Labor can last many hours, but your health care team will be with you through each stage of labor, explaining what it happening, and helping to make you as comfortable as possible.
As you learned in chapter two, there are anesthetic and prescription pain relief options that you and your anesthesiologist will discuss. However, as you learned in chapter one, there are other relaxation techniques that you can also practice that don’t involve any medicines.
During labor, it is natural to tense your muscles, increase your rate of breathing – which increases your heart rate – and try to fight whatever pain you are feeling. But in childbirth, it is important to relax your mind and body during labor, which lowers your blood pressure and increases oxygen in your bloodstream, bringing more oxygen to your uterus and baby. Relaxation helps provide comfort.
Some ways to relax may include watching TV, reading a book, listening to music, or talking with family or friends.
In chapter one, you learned about two of the best ways to relax: breathing and guided imagery.
Focusing on your breathing helps lower anxiety. Breathing slowly at first is the best way to relax. You can breathe slowly both during and in between contractions, but keep your breathing even and easy. Soft music may also help you relax.
If you have been practicing the guided imagery techniques you learned about in chapter one, now would be a good time to use these techniques. Allina Health hospitals provide MP3 audio players for guided imagery, or you may bring your own audio player from home. You can also guide yourself to your favorite place simply by closing your eyes and concentrating on the sounds, colors, scents, and textures of the place you are imagining. Again, soft music usually helps. Stay in your favorite place for a few minutes, enjoying peace and comfort.
Moving your body is also a very good way to ease discomfort during labor. Lying in the same position for too long can be painful, and it can slow labor. Change positions often. If your health care team says it is okay, take a walk in the hallway, having a family member or friend help you, if necessary.
If you have been practicing the different body-positioning techniques mentioned in chapter one, have a partner or family member help you with these exercises. Anything you can do to move your body will be helpful during labor.
Something cold can also dull pain, and heat can help you relax. For cold therapy, try applying an ice pack to an area that is causing you discomfort. For warmth, a heat pack, or a warmed blanket can be helpful. Wrap cold and hot items in a towel to protect your skin.
Asking a partner, family member, or friend to give you a foot, hand, or shoulder massage can help relieve emotional tension, anxiety, and pain during labor. Even a light touch – like the stroking of your hair or your forehead – can be very soothing.
As contractions get stronger, you may feel some pain in your lower back.
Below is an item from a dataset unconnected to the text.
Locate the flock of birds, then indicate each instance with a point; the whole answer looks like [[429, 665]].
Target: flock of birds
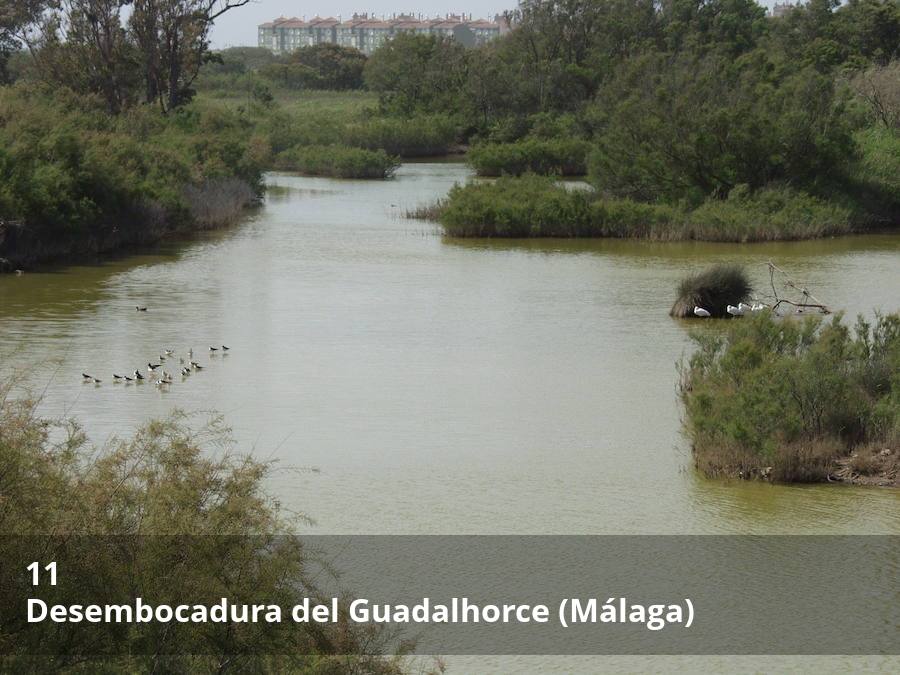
[[155, 371], [741, 309]]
The heel of a hand or even a tennis ball in this area can be comforting.
As you learned in chapter one, breathing the essential oils in aromatherapy can also help reduce anxiety, ease your pain, and help you feel better during labor.
Ask your health care team if it is okay to bathe. The feeling of warm water from a bath or shower may help you relax during labor. It is important to keep the water temperature around body temperature – 98 to 100 degrees Fahrenheit. – to prevent fever in you and the baby.
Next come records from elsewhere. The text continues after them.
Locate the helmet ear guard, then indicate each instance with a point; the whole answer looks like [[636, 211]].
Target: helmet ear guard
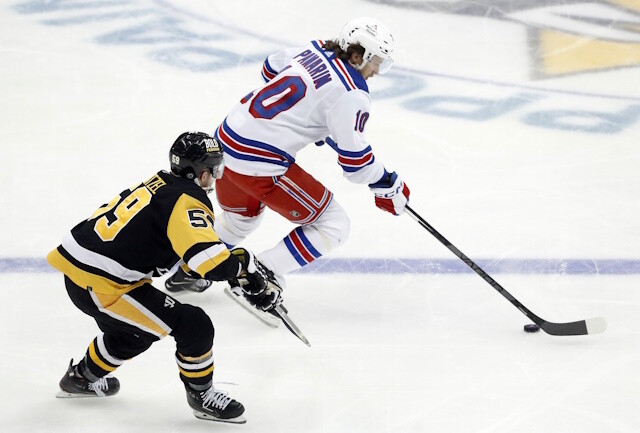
[[193, 152], [371, 35]]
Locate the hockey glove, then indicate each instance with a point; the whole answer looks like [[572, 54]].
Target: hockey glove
[[253, 275], [392, 195]]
Remember to give yourself positive and encouraging messages, which are called labor affirmations. Say them out loud or to yourself, but say things that are important to you, such as ‘My body knows what to do’, or ‘I am doing fine, and my baby is doing fine.’ Whatever positive things you wish to say will be very helpful in relieving anxiety as you get ready to give birth.
Labor can be a challenging experience, but you have learned many ways to help you relax and ease any discomfort. If at all possible, try to sleep between contractions. This will help conserve your energy for the second stage of labor, when your baby is born.
Always remember, giving birth is a natural experience, and your body is strong enough to handle it. Your health care team will be with you every step of the way to help you cope with any discomfort as you give birth to your baby.